From: Noah Goldstein <goldstein.w.n@gmail.com>
To: Adhemerval Zanella <adhemerval.zanella@linaro.org>
Cc: libc-alpha@sourceware.org, "H . J . Lu" <hjl.tools@gmail.com>,
Sajan Karumanchi <sajan.karumanchi@gmail.com>,
bmerry@sarao.ac.za, pmallapp@amd.com
Subject: Re: [PATCH v2 1/3] x86: Fix Zen3/Zen4 ERMS selection (BZ 30994)
Date: Tue, 6 Feb 2024 18:36:47 +0000 [thread overview]
Message-ID: <CAFUsyfKp8Q0x6Cxj3Z1JXmg_jkWOKth31EJpC8SvSsQkxu-nsQ@mail.gmail.com> (raw)
In-Reply-To: <20240206174322.2317679-2-adhemerval.zanella@linaro.org>
On Tue, Feb 6, 2024 at 5:43 PM Adhemerval Zanella
<adhemerval.zanella@linaro.org> wrote:
>
> The REP MOVSB usage on memcpy/memmove does not show much performance
> improvement on Zen3/Zen4 cores compared to the vectorized loops. Also,
> as from BZ 30994, if the source is aligned and the destination is not
> the performance can be 20x slower.
>
> The performance difference is noticeable with small buffer sizes, closer
> to the lower bounds limits when memcpy/memmove starts to use ERMS. The
> performance of REP MOVSB is similar to vectorized instruction on the
> size limit (the L2 cache). Also, there is no drawback to multiple cores
> sharing the cache.
>
> A new tunable, glibc.cpu.x86_rep_movsb_stop_threshold, allows to set up
> the higher bound size to use 'rep movsb'.
>
> Checked on x86_64-linux-gnu on Zen3.
> ---
> manual/tunables.texi | 9 +++++++
> sysdeps/x86/dl-cacheinfo.h | 50 +++++++++++++++++++++---------------
> sysdeps/x86/dl-tunables.list | 10 ++++++++
> 3 files changed, 48 insertions(+), 21 deletions(-)
>
> diff --git a/manual/tunables.texi b/manual/tunables.texi
> index be97190d67..ee5d90b91b 100644
> --- a/manual/tunables.texi
> +++ b/manual/tunables.texi
> @@ -569,6 +569,15 @@ greater than zero, and currently defaults to 2048 bytes.

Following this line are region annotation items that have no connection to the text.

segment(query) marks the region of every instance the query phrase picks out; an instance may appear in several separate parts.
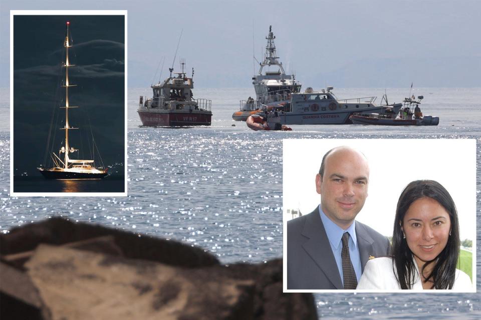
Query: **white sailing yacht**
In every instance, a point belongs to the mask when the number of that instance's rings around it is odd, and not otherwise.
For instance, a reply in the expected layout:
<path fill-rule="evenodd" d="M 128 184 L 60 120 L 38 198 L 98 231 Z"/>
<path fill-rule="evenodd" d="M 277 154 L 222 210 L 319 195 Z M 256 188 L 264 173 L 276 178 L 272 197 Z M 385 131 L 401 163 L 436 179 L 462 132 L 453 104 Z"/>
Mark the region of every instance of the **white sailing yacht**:
<path fill-rule="evenodd" d="M 108 175 L 106 168 L 95 168 L 94 160 L 72 159 L 69 156 L 69 154 L 79 151 L 78 149 L 69 144 L 69 130 L 78 128 L 70 126 L 69 123 L 69 109 L 77 108 L 69 104 L 69 88 L 76 86 L 71 84 L 69 82 L 69 68 L 74 66 L 70 64 L 69 62 L 69 48 L 72 46 L 69 30 L 70 24 L 70 22 L 67 22 L 64 42 L 66 59 L 65 64 L 63 66 L 65 68 L 65 84 L 62 86 L 65 87 L 65 106 L 61 107 L 65 109 L 65 126 L 60 129 L 65 130 L 65 145 L 59 150 L 58 156 L 55 152 L 52 152 L 51 155 L 55 166 L 51 168 L 41 167 L 37 169 L 48 179 L 101 179 Z"/>

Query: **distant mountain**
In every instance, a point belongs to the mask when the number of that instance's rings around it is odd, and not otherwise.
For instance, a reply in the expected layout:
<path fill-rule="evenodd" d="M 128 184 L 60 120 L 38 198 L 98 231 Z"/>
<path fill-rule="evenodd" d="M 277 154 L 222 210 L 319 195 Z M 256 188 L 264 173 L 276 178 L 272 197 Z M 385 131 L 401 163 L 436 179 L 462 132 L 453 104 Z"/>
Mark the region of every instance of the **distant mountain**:
<path fill-rule="evenodd" d="M 481 87 L 481 56 L 363 59 L 315 74 L 303 84 L 324 88 Z"/>

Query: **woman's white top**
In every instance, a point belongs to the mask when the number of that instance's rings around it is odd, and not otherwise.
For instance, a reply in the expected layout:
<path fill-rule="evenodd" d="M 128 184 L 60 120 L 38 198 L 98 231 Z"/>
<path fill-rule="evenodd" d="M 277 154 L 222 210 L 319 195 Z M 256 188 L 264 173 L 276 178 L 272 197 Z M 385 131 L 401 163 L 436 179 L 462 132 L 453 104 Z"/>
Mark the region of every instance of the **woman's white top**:
<path fill-rule="evenodd" d="M 419 278 L 417 264 L 414 262 L 416 272 L 412 290 L 422 290 L 422 284 Z M 397 272 L 392 268 L 392 258 L 387 256 L 372 259 L 364 266 L 364 272 L 357 284 L 357 289 L 380 289 L 382 290 L 401 290 L 401 286 L 396 278 Z M 454 284 L 452 290 L 458 292 L 470 292 L 472 284 L 469 276 L 456 269 Z"/>

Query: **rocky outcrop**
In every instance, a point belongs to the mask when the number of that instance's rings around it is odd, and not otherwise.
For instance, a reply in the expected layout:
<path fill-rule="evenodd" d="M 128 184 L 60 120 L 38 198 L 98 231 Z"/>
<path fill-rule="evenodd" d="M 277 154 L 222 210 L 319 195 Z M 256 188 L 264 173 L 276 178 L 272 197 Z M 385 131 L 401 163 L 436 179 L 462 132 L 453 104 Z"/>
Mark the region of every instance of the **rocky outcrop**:
<path fill-rule="evenodd" d="M 53 218 L 0 238 L 2 319 L 317 319 L 281 259 L 220 264 L 167 240 Z M 8 280 L 5 280 L 8 279 Z"/>

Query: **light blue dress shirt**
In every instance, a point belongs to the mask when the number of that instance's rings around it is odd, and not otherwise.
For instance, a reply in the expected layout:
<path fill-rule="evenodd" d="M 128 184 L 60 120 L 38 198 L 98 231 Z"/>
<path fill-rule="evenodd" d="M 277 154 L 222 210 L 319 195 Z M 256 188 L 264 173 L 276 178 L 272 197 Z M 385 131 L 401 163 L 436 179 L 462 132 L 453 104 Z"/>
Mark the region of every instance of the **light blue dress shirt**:
<path fill-rule="evenodd" d="M 352 266 L 354 268 L 354 272 L 356 272 L 356 278 L 357 278 L 357 281 L 359 282 L 362 269 L 359 248 L 357 246 L 357 238 L 356 236 L 356 221 L 353 222 L 347 230 L 344 230 L 326 216 L 326 214 L 323 212 L 320 204 L 319 204 L 319 214 L 321 216 L 321 220 L 322 220 L 322 224 L 324 225 L 327 238 L 329 240 L 329 244 L 331 244 L 332 253 L 334 254 L 334 258 L 336 260 L 337 268 L 339 270 L 343 286 L 344 284 L 344 280 L 342 272 L 342 260 L 341 258 L 341 252 L 342 250 L 341 239 L 345 232 L 349 233 L 349 236 L 351 236 L 349 238 L 349 256 L 351 257 Z"/>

> This tunable is specific to i386 and x86-64.
> @end deftp
>
> +@deftp Tunable glibc.cpu.x86_rep_movsb_stop_threshold
> +The @code{glibc.cpu.x86_rep_movsb_threshold} tunable allows the user to
> +set the threshold in bytes to stop using "rep movsb". The value must be
> +greater than zero, and currently, the default depends on the CPU and the
> +cache size.
> +
> +This tunable is specific to i386 and x86-64.
> +@end deftp
> +
> @deftp Tunable glibc.cpu.x86_rep_stosb_threshold
> The @code{glibc.cpu.x86_rep_stosb_threshold} tunable allows the user to
> set threshold in bytes to start using "rep stosb". The value must be
> diff --git a/sysdeps/x86/dl-cacheinfo.h b/sysdeps/x86/dl-cacheinfo.h
> index d5101615e3..74b804c5e6 100644
> --- a/sysdeps/x86/dl-cacheinfo.h
> +++ b/sysdeps/x86/dl-cacheinfo.h
> @@ -791,7 +791,6 @@ dl_init_cacheinfo (struct cpu_features *cpu_features)
> long int data = -1;
> long int shared = -1;
> long int shared_per_thread = -1;
> - long int core = -1;
> unsigned int threads = 0;
> unsigned long int level1_icache_size = -1;
> unsigned long int level1_icache_linesize = -1;
> @@ -809,7 +808,6 @@ dl_init_cacheinfo (struct cpu_features *cpu_features)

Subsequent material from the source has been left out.